Europa Uomo will be issuing a new document summarising the recommendations and their implications in November and plans to have these translated into as many European languages as possible afterwards. It is also offering to support members as they try to build awareness and understanding of the changes among key authorities and health bodies.
“For the first time ever in the health sector, we now have a very detailed recommendation from the European Commission about what needs to happen,” says Guenther Carl. “We have never had such clear instructions before – not just saying there should be early detection, but how to do it. The details are brand new and the priority now is to create awareness of this in every country.”
In September, the European Commission recommended that a new Cancer Screening Scheme would extend organised screening to prostate cancer “based on the assessment of validated new screening tests, and on consideration of more general health system parameters, including risk-benefit ratio and cost-effectiveness”. Screening would be implemented with the support of evidence-based European guidelines with quality assurance, it said.
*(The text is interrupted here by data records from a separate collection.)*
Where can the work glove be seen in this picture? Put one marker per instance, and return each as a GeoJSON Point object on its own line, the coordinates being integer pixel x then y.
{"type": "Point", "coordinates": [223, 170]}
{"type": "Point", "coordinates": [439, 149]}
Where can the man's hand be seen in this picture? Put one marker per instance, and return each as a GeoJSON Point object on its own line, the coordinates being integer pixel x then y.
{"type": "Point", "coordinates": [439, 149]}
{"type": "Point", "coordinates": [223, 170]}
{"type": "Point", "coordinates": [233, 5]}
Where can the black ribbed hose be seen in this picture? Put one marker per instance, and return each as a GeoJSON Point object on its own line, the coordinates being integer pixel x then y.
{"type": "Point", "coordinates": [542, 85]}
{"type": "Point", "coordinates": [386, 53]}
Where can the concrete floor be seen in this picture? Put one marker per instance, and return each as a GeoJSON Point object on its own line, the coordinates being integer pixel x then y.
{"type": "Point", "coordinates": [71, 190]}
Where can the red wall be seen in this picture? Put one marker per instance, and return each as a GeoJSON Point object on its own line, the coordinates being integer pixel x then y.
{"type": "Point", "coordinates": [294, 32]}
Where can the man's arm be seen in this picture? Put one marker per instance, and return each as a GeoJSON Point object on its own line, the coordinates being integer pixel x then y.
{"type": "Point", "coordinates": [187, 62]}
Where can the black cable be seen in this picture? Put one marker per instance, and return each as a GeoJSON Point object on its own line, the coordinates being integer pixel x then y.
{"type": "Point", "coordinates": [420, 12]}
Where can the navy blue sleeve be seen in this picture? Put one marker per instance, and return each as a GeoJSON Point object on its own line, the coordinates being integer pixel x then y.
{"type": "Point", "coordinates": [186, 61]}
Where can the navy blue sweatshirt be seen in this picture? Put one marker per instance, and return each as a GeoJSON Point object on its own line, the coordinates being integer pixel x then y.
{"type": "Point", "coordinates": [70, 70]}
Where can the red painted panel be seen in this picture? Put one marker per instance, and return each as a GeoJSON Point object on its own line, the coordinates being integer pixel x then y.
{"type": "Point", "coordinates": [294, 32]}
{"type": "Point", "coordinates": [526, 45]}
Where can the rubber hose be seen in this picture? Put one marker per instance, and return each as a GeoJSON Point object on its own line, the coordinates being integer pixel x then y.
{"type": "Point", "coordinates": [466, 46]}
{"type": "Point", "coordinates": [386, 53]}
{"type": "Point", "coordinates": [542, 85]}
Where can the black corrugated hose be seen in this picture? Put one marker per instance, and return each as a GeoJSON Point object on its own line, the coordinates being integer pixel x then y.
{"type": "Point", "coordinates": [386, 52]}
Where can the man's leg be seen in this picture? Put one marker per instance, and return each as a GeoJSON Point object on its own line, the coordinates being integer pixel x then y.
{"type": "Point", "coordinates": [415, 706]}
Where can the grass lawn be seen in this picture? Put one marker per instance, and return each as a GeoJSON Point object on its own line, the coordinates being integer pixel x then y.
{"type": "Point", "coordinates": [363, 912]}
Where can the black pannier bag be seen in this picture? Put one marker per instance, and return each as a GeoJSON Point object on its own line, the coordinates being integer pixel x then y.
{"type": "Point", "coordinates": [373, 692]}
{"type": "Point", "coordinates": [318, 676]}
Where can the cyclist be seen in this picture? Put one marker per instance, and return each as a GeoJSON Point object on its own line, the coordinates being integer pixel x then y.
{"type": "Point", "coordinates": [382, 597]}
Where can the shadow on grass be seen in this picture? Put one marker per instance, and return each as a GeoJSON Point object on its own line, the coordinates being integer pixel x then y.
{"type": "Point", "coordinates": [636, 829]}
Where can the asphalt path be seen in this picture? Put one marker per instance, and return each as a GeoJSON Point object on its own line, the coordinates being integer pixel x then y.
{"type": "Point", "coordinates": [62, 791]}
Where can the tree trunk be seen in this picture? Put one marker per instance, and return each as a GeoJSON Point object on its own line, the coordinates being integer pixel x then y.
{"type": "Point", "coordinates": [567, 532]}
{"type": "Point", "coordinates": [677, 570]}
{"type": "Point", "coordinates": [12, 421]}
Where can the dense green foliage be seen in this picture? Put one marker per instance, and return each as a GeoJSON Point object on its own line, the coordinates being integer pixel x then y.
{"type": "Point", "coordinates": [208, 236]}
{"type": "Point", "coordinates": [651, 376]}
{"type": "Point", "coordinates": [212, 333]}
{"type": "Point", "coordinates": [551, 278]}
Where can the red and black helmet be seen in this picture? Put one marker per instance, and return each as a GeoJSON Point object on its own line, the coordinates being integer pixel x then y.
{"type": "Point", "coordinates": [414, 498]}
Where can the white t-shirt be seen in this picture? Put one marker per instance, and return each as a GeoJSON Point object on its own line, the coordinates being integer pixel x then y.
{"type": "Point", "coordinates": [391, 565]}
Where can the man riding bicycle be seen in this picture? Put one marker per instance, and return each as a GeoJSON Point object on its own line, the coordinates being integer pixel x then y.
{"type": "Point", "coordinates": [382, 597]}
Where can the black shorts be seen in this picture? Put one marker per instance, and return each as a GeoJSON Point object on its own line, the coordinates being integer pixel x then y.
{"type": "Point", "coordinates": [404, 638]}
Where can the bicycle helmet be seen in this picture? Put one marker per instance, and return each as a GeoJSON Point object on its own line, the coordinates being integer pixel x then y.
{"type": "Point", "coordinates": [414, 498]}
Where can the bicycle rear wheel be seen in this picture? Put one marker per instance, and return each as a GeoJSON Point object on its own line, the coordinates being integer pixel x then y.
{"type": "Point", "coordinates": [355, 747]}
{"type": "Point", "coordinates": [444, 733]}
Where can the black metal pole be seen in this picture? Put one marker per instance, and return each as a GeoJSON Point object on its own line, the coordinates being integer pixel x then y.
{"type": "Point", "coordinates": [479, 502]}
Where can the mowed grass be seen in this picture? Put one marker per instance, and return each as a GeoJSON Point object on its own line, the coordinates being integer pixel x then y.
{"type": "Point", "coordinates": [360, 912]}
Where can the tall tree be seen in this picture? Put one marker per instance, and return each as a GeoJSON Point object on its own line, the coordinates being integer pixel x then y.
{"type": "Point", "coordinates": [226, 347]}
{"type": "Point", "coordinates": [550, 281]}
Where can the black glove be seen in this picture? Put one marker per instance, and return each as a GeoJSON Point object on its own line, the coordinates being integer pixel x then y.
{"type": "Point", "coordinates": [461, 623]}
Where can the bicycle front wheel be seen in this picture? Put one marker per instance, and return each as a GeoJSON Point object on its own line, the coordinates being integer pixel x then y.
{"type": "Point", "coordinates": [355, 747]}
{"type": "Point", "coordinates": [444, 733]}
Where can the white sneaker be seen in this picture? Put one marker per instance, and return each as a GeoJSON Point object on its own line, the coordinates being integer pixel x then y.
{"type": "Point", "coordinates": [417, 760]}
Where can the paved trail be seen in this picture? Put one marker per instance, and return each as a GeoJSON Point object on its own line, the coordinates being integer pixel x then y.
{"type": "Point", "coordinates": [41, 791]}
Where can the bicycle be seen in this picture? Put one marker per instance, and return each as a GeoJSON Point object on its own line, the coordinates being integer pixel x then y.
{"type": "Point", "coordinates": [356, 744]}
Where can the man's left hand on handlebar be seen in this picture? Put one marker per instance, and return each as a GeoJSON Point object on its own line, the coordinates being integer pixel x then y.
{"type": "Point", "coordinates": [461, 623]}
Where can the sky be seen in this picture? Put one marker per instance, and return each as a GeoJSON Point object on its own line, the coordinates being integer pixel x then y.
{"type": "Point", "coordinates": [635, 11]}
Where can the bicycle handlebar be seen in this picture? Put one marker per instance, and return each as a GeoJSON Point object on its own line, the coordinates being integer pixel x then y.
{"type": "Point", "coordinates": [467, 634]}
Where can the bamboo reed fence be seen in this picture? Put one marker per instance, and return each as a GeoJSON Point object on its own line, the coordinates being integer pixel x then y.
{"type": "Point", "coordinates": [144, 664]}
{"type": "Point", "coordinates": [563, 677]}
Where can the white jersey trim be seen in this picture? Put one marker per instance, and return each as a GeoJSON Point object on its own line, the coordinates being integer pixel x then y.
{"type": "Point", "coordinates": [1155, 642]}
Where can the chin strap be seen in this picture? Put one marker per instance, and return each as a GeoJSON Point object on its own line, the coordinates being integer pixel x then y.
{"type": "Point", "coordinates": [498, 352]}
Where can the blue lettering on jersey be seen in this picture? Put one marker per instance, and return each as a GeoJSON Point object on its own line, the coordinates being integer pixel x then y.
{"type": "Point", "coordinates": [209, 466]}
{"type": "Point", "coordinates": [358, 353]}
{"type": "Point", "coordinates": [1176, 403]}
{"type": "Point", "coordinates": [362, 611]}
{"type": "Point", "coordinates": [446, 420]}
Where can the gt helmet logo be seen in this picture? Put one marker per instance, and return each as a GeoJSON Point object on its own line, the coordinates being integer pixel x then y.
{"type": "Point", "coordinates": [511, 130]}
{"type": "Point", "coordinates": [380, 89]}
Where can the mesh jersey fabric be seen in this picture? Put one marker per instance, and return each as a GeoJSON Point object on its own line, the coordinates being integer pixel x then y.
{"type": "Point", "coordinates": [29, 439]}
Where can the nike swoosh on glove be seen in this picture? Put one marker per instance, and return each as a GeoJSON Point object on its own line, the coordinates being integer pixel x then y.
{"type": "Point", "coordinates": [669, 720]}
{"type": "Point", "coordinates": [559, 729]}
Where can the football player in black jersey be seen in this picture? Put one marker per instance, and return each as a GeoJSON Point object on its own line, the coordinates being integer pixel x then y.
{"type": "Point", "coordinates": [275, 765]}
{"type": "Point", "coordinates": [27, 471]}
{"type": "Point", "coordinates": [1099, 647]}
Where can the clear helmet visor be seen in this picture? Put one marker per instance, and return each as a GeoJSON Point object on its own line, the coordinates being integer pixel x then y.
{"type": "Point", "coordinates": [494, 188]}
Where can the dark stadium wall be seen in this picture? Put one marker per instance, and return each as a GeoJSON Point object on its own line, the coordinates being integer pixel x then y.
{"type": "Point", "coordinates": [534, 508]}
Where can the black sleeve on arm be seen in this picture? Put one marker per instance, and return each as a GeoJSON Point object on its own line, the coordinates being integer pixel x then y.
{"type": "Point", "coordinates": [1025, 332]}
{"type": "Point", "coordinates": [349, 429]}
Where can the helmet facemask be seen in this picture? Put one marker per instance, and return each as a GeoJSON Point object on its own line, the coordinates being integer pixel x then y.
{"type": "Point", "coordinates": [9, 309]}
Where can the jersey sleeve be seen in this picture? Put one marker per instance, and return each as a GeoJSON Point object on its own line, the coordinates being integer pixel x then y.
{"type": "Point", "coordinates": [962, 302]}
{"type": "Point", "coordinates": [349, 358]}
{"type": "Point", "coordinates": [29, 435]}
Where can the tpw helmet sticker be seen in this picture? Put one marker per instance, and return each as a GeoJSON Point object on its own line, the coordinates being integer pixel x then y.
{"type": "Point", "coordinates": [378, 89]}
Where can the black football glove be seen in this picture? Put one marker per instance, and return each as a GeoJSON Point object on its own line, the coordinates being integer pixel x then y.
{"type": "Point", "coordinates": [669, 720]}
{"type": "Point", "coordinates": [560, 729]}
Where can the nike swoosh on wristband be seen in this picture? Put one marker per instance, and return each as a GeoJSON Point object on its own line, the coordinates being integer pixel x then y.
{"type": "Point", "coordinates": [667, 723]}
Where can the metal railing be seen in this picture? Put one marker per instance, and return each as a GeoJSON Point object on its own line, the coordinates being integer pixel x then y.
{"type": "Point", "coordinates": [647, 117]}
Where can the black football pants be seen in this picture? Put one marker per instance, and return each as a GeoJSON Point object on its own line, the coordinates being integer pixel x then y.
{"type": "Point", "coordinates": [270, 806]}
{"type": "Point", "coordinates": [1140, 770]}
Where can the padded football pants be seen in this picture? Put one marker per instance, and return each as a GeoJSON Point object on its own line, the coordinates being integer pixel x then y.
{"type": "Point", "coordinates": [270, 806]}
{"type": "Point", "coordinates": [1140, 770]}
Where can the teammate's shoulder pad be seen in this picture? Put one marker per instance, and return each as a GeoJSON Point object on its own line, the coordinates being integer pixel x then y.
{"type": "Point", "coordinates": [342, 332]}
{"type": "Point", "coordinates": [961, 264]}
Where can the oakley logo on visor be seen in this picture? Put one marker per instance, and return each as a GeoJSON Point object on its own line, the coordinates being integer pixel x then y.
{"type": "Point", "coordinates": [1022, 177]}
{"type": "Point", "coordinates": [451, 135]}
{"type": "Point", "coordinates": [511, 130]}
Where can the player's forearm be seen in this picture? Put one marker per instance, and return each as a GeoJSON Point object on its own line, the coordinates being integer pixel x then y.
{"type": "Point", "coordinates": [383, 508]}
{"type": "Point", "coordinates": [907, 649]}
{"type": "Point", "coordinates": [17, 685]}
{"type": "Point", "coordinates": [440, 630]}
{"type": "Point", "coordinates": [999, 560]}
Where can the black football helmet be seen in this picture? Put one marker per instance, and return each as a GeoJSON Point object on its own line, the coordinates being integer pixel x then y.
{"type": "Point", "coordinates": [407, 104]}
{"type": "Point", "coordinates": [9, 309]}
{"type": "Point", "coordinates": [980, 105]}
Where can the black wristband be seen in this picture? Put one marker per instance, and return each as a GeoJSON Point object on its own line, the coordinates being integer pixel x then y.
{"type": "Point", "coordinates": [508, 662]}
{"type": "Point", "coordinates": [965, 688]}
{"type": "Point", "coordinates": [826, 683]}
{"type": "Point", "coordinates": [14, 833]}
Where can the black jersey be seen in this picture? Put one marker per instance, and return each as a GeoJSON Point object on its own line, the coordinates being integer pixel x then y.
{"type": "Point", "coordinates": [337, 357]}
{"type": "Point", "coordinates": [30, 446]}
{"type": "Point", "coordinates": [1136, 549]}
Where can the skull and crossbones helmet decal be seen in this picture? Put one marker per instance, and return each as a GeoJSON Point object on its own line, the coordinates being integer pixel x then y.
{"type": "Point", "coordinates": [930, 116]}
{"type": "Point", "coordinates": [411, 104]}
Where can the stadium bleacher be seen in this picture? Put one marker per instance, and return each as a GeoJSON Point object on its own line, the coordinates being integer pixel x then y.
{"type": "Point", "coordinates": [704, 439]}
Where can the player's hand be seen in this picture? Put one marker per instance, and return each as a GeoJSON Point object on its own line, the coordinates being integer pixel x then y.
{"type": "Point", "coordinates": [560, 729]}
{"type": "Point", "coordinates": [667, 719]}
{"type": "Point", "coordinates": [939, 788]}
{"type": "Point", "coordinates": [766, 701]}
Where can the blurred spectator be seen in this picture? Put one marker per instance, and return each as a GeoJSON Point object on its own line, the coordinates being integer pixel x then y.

An annex to the recommendation provided more detail on how things should proceed on prostate cancer, saying: “Considering the evidence and the significant amount of ongoing opportunistic screening, countries should take a stepwise approach, including piloting and further research to evaluate the feasibility of implementation of organised programmes aimed at assuring appropriate management and quality on the basis of prostate-specific antigen (PSA) testing for men up to 70, in combination with additional magnetic resonance imaging (MRI) scanning as a followup test.”